Atomic Force Microscopy: An Asylum MFP‐3D atomic force microscope (Oxford instruments) operating in standard air‐tapping mode and equipped with silicon probes (Ted Pella) with a resonance frequency of 300 kHZ and a nominal force of 40 N m−1 was used to characterize the surface. Samples were prepared by drop casting of 20 µL of GO suspension (100 µg mL−1) onto a freshly cleaved mica surface (Ted Pella) previously covered with 20 µL of poly‐L‐lysine 0.01% solution (Sigma‐Aldrich), subsequently washed with water, and then dried overnight at room temperature. Images were processed using Gwyddion software (http://gwyddion.net, version 2.56). Distribution analysis of 5 µm x 5 µm height AFM images to obtain the lateral dimensions was performed using ImageJ software (https://imagej.nih.gov).

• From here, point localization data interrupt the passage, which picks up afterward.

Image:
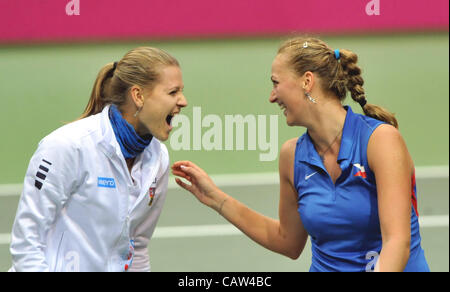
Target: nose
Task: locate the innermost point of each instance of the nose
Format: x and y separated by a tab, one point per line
182	101
272	97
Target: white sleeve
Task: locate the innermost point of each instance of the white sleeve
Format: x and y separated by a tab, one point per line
48	183
144	232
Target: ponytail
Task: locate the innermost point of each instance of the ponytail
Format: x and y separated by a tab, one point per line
96	102
140	66
337	69
355	84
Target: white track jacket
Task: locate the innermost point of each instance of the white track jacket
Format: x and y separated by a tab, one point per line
75	212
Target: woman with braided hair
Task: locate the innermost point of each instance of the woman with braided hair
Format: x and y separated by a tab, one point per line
347	183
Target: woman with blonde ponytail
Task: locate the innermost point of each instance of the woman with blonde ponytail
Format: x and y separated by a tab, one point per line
348	183
95	188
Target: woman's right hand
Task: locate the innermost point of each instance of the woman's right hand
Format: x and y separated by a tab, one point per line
202	186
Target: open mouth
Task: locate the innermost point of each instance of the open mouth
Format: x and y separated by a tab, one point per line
169	119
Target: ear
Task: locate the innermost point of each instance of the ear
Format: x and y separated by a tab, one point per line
137	96
308	81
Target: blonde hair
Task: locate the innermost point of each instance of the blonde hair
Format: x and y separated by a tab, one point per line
337	75
140	66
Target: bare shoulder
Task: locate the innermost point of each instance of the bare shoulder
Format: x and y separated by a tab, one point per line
288	147
287	156
387	146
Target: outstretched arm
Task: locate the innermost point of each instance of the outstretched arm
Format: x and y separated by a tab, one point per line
285	236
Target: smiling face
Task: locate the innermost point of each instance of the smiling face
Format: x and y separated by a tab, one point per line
161	103
288	91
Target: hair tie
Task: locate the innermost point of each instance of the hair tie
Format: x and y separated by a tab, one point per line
337	55
362	102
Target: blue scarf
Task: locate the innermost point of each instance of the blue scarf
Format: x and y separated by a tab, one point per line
130	142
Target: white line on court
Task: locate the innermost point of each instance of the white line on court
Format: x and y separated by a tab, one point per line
228	229
250	179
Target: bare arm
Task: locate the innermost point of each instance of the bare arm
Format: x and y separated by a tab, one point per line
390	161
285	236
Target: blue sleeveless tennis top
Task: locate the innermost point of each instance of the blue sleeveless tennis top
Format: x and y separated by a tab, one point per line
342	218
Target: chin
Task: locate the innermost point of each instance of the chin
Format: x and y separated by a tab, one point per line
162	136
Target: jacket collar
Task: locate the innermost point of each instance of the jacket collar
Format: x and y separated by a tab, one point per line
107	140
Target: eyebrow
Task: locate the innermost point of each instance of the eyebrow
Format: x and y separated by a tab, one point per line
176	88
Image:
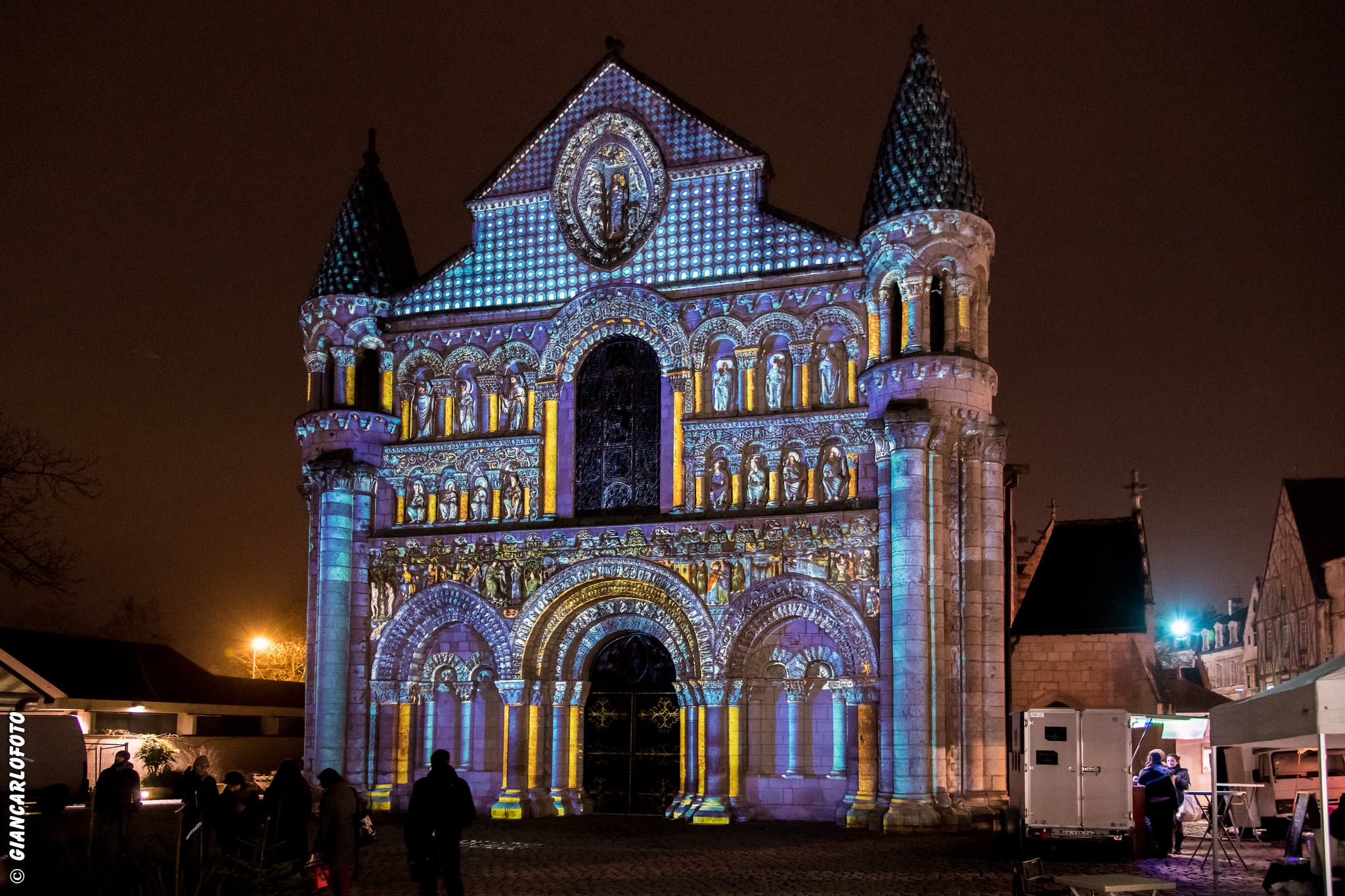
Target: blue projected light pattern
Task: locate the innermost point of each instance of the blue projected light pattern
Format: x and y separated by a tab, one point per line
715	223
713	227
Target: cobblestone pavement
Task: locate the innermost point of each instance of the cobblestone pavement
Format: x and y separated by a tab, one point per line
632	856
612	855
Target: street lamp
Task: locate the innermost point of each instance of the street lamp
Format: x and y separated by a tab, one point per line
259	644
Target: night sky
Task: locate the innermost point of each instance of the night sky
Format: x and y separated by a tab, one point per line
1164	182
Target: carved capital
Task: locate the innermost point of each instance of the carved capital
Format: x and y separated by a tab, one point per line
857	691
513	691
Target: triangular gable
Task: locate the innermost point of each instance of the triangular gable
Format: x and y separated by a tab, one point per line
685	135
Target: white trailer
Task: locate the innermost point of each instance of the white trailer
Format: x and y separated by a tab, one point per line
1070	774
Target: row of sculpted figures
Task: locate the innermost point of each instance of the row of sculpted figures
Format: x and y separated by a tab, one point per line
772	692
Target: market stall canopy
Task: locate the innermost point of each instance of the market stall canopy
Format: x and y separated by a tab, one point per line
1292	715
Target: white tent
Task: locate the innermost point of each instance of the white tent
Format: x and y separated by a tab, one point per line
1308	711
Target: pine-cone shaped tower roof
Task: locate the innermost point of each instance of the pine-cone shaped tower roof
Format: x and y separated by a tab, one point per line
921	163
368	253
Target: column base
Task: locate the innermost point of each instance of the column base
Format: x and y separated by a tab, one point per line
541	801
907	816
512	805
860	813
713	811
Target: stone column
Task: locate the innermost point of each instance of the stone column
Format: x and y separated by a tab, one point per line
915	288
576	798
715	801
317	366
466	694
549	393
738	699
745	362
430	700
965	295
692	756
852	370
795	696
908	435
540	748
994	773
338	494
516	694
838	734
560	746
801	355
861	699
343	381
385	382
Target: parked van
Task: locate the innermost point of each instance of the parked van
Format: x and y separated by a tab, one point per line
1286	773
57	771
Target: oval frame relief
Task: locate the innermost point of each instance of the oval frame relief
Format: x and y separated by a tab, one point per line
609	190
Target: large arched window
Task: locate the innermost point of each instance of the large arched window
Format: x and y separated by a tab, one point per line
617	429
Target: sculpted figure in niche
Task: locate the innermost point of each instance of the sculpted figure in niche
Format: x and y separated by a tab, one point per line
417	505
759	481
829	377
449	500
775	382
424	412
481	499
513	402
467	405
721	484
512	498
721	386
834	475
795	477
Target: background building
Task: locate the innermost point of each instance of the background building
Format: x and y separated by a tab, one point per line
1297	620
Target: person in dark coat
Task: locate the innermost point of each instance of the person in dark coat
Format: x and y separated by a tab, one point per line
238	816
115	798
440	807
200	798
337	844
1181	781
287	806
1160	803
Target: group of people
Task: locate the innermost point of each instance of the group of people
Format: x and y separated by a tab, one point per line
244	820
242	817
1165	785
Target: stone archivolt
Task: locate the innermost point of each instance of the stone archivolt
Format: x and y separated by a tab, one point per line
830	485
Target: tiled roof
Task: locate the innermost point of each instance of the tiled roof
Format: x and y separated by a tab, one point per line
1091	581
1319	508
921	163
685	135
368	253
105	670
716	224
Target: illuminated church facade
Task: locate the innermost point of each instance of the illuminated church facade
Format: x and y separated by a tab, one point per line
657	499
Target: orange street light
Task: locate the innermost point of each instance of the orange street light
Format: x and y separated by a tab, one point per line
260	643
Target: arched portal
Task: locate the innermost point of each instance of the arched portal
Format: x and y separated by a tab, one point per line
631	727
617	429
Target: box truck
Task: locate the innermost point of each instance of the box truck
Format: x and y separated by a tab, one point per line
1070	775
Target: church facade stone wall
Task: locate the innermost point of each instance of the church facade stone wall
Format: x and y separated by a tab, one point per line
645	402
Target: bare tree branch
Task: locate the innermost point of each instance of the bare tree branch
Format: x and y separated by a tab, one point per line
37	477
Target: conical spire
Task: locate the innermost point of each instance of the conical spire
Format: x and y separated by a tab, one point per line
368	253
921	161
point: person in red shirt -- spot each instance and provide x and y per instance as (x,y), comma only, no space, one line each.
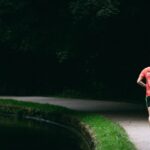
(144,81)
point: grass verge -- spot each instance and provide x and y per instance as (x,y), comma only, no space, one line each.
(101,133)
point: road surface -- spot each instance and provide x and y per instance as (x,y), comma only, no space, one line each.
(132,117)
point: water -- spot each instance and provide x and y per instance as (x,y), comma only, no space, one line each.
(28,134)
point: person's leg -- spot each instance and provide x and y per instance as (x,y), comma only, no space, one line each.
(148,107)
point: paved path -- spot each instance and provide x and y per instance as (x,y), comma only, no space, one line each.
(131,116)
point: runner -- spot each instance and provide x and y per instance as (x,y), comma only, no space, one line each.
(144,81)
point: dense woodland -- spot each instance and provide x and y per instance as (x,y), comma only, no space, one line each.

Scanning Electron Microscopy: SEM images were recorded on a Magellan 400L field emission scanning electron microscope (Oxford instruments) at the ICN2 Electron Microscopy Unit, which was equipped with an Everhart‐Thornley as secondary electrons detector and using an acceleration voltage of 20 kV and beam current of 0.1 nA. In each sample, 20 µL of GO material (100 µg mL−1) were deposited on an Ultrathin C on Lacey C grid; any excess of material was removed and dried overnight at room temperature. The lateral dimension distribution was obtained by measuring the flakes using ImageJ software.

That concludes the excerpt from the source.